The complex, which is located at 21750 Ulmerton Road, adjacent to the old PCSO headquarters, houses the Emergency Operations Center, the county’s 911 call center and a new administrative center for the Pinellas County Sheriff’s Office. In addition, it will serve as the command center for the entire county in case of an emergency.

The massive 218,403-square-foot facility was designed to withstand Category 5 hurricane force winds and features state-of-the-art technology and equipment. Built with Penny for Pinellas sales tax, the construction took nearly two years.

“This complex replaces the old Pinellas County Sheriff’s administration building, which was built in the 1950s,” Gualtieri explained. “This modern building replaces something that was very antiquated.”

“There is nothing like being here after walking in that old space and realizing how much this place was really needed,” he continued. “ This facility wasn’t a question of want, it was a question of need.”

After the introductions, Gualtieri took the group on a tour of the three-story facility, pointing out the many uses and benefits of the building. It occupies nearly 30 acres of the 41-acre property and is one of the highest points in the county and is outside the county’s evacuation zones.

The first floor of the facility houses mainly common areas, while the second floor and third floors are home to some of the complex’s most critical components including stations for 118 emergency planners from county and state agencies and others including the county’s health department, the Red Cross, the Florida Highway Patrol and the U.S. Coast Guard. The floors also hold a high tech data center, the county’s consolidated regional 9-1-1 center and training areas.

Gualtieiri said he believes the 9-1-1 center, which occupies a huge section of the third floor and was built to accommodate 96 individual positions for multiple agencies, is one of the most important aspects of the new complex.

“Pinellas County receives a half a million 9-1-1 calls per year, plus another 300,000 10-digit (emergency) calls,” the sheriff explained. “That’s almost a million calls a year coming into Pinellas County emergency lines.”

The new facility will dramatically improve the county’s ability to coordinate its response to emergency calls, Gualtieri said.

However, the sheriff voiced frustration that Tarpon Springs, Pinellas Park, Largo and Clearwater have maintained their own 911 police dispatch.

Callers in those communities needing police help have to be transferred to a police dispatcher in that city.

That often leads to callers hanging up before they have repeated details of their emergency, leaving dispatchers unable to convey crucial information needed to assist police and firefighters, Gualtieri said.

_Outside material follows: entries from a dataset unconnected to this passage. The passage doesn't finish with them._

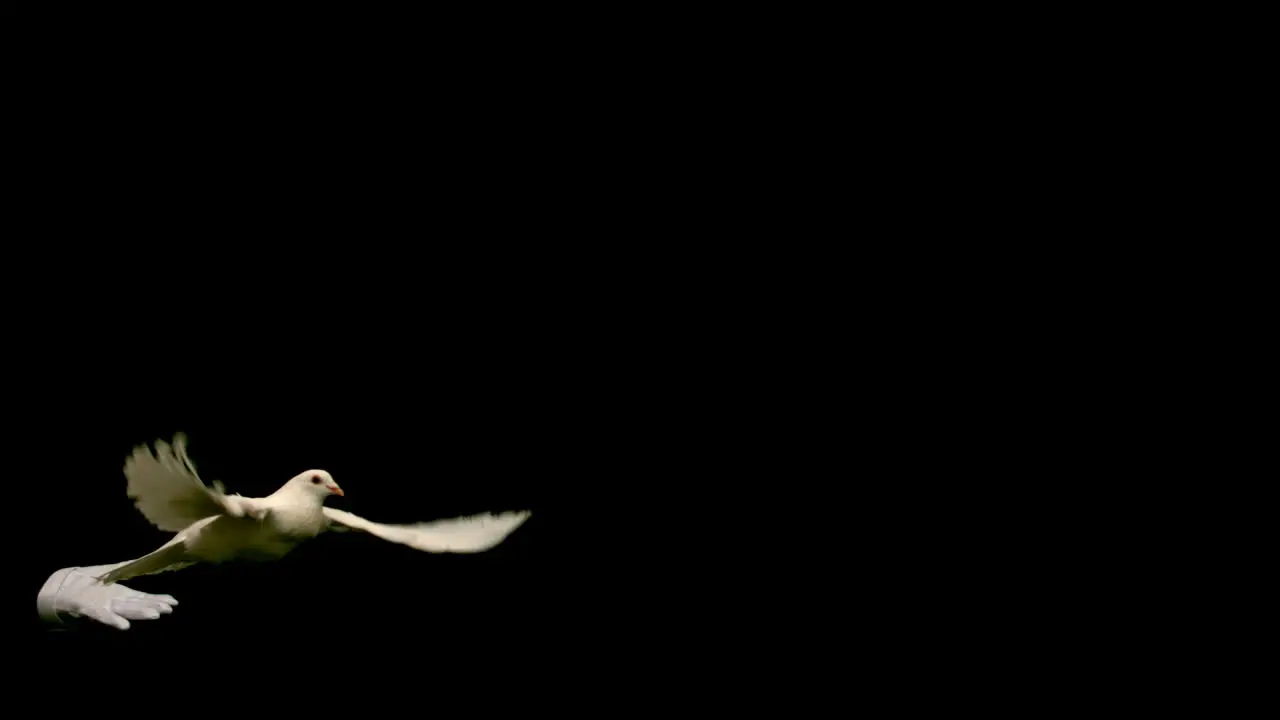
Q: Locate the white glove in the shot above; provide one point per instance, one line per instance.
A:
(76, 592)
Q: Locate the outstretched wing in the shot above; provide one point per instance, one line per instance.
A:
(167, 490)
(474, 533)
(169, 556)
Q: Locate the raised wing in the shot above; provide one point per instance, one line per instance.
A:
(167, 490)
(474, 533)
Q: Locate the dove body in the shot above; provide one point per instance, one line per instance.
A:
(215, 527)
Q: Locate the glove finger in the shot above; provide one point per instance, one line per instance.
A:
(106, 618)
(137, 609)
(154, 600)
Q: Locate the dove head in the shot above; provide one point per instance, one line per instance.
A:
(316, 483)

“The cities need to get on board with this. The center will provide better services for citizens so they can get help immediately and not have to tell their story multiple times in an emergency,” the sheriff said. “This should be a no-brainer.”

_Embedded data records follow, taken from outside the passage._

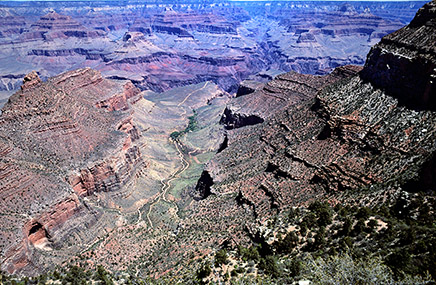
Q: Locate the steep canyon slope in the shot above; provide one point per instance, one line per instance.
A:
(159, 47)
(93, 169)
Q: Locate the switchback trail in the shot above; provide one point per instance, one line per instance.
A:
(166, 183)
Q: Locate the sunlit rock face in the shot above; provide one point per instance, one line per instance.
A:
(162, 47)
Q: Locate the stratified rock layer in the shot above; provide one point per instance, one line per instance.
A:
(60, 140)
(325, 136)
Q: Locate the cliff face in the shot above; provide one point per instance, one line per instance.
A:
(162, 46)
(403, 63)
(61, 140)
(325, 136)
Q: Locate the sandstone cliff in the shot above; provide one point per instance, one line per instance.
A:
(61, 140)
(304, 137)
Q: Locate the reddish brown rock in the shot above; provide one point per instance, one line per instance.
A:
(58, 146)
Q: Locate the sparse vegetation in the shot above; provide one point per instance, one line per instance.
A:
(192, 126)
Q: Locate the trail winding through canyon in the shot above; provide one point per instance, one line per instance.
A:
(166, 183)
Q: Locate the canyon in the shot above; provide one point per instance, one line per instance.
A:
(173, 131)
(159, 47)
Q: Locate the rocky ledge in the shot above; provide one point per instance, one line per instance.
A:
(347, 132)
(60, 141)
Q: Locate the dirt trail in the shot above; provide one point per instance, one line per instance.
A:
(166, 182)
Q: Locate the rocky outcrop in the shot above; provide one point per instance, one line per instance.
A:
(333, 134)
(53, 25)
(61, 140)
(403, 63)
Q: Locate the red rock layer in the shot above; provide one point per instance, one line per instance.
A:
(60, 140)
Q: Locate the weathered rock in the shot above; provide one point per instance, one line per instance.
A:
(326, 136)
(61, 140)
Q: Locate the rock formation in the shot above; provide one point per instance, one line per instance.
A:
(159, 47)
(61, 140)
(317, 137)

Commissioner John Morroni got Sheriff Gualtieiri’s point loud and clear. He said that he would like to formally bring the matter to the attention of the Board of County Commissioners.

“The consolidation of the police, fire and EMS is the thing of the future, and this building is what’s happening now in order to keep our cities safer,” Morroni told the Gazette while noting the project came in well under the allocated $225 million budget.

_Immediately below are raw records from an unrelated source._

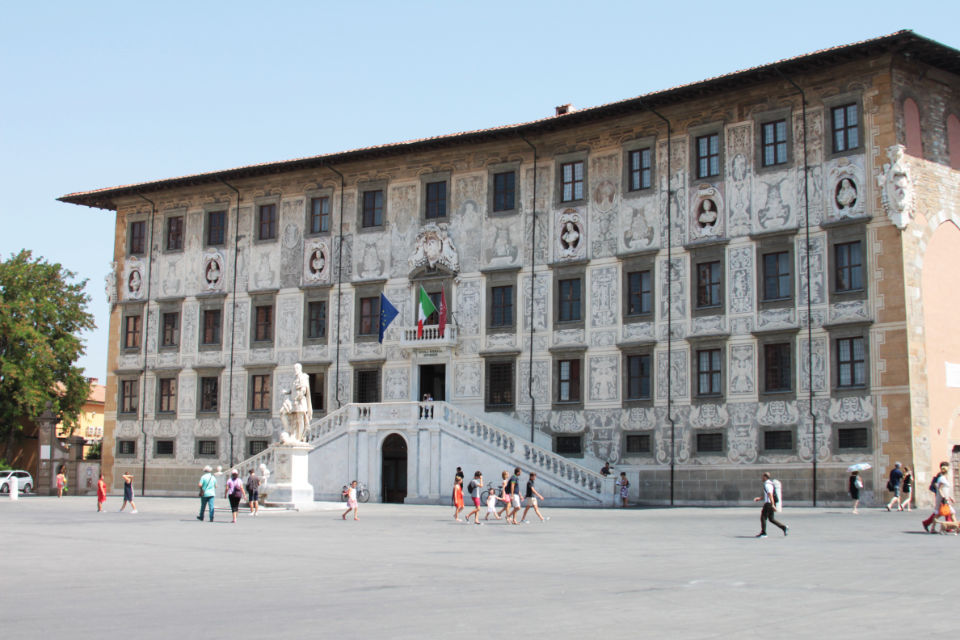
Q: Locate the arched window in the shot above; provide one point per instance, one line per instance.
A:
(911, 126)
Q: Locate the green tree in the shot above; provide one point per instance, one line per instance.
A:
(41, 316)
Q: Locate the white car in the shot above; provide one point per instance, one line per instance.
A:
(24, 479)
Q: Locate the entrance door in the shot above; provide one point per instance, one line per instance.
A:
(393, 472)
(433, 380)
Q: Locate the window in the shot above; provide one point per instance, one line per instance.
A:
(851, 362)
(170, 329)
(260, 392)
(436, 200)
(639, 293)
(776, 276)
(317, 319)
(504, 191)
(639, 169)
(372, 215)
(129, 396)
(845, 123)
(206, 448)
(212, 321)
(571, 181)
(708, 372)
(710, 442)
(131, 331)
(167, 398)
(209, 394)
(319, 215)
(638, 377)
(500, 386)
(126, 448)
(216, 228)
(777, 374)
(779, 440)
(267, 222)
(848, 263)
(708, 155)
(569, 300)
(138, 237)
(774, 143)
(163, 448)
(708, 284)
(639, 443)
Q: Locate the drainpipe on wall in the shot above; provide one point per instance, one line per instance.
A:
(233, 314)
(533, 278)
(146, 333)
(806, 224)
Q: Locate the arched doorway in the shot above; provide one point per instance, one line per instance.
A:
(393, 471)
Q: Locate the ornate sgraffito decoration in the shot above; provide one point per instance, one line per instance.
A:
(433, 247)
(316, 262)
(896, 187)
(212, 277)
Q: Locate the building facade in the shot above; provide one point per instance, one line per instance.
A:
(743, 274)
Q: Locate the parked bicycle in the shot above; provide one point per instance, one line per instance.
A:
(362, 494)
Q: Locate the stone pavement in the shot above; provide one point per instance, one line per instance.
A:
(412, 572)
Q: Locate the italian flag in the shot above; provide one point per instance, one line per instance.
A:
(426, 307)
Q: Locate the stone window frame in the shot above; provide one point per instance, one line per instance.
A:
(264, 201)
(842, 234)
(372, 185)
(829, 104)
(563, 273)
(699, 131)
(500, 278)
(766, 245)
(634, 264)
(431, 178)
(309, 197)
(167, 217)
(777, 337)
(217, 207)
(769, 117)
(702, 255)
(316, 294)
(263, 299)
(492, 171)
(558, 162)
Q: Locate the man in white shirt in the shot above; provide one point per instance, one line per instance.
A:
(768, 511)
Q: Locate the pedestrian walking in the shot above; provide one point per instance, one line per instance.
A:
(208, 492)
(128, 492)
(234, 493)
(893, 484)
(771, 499)
(101, 493)
(253, 492)
(352, 501)
(855, 484)
(533, 497)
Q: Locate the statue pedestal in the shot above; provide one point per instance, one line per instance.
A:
(289, 485)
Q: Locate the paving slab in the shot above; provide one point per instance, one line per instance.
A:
(404, 571)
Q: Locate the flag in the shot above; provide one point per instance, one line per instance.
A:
(426, 307)
(443, 310)
(387, 313)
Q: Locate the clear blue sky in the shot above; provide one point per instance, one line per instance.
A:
(99, 94)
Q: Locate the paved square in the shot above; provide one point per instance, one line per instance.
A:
(412, 572)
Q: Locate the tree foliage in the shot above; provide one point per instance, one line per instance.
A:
(41, 316)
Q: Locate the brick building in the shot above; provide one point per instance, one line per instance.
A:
(660, 282)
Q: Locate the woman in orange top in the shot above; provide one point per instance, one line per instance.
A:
(457, 498)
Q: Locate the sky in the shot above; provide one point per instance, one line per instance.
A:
(99, 94)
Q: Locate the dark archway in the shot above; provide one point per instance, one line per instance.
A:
(393, 469)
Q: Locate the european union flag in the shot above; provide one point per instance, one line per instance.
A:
(387, 313)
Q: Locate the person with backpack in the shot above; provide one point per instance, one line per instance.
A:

“I think after today the Board of County Commissioners is going to get together and see what we can do to get everybody on board.”

After the tour, Commissioner Norm Roche praised the new facility and said it was a perfect example of taxpayer funds being used in the right way.

“It was long overdue and a definite necessity,” Roche said as he stood in front of the building’s towering entryway.

“Certain services are made for a countywide structure, and this is one of them,” he added. “Facilities like these are what taxpayer dollars should be spent on.”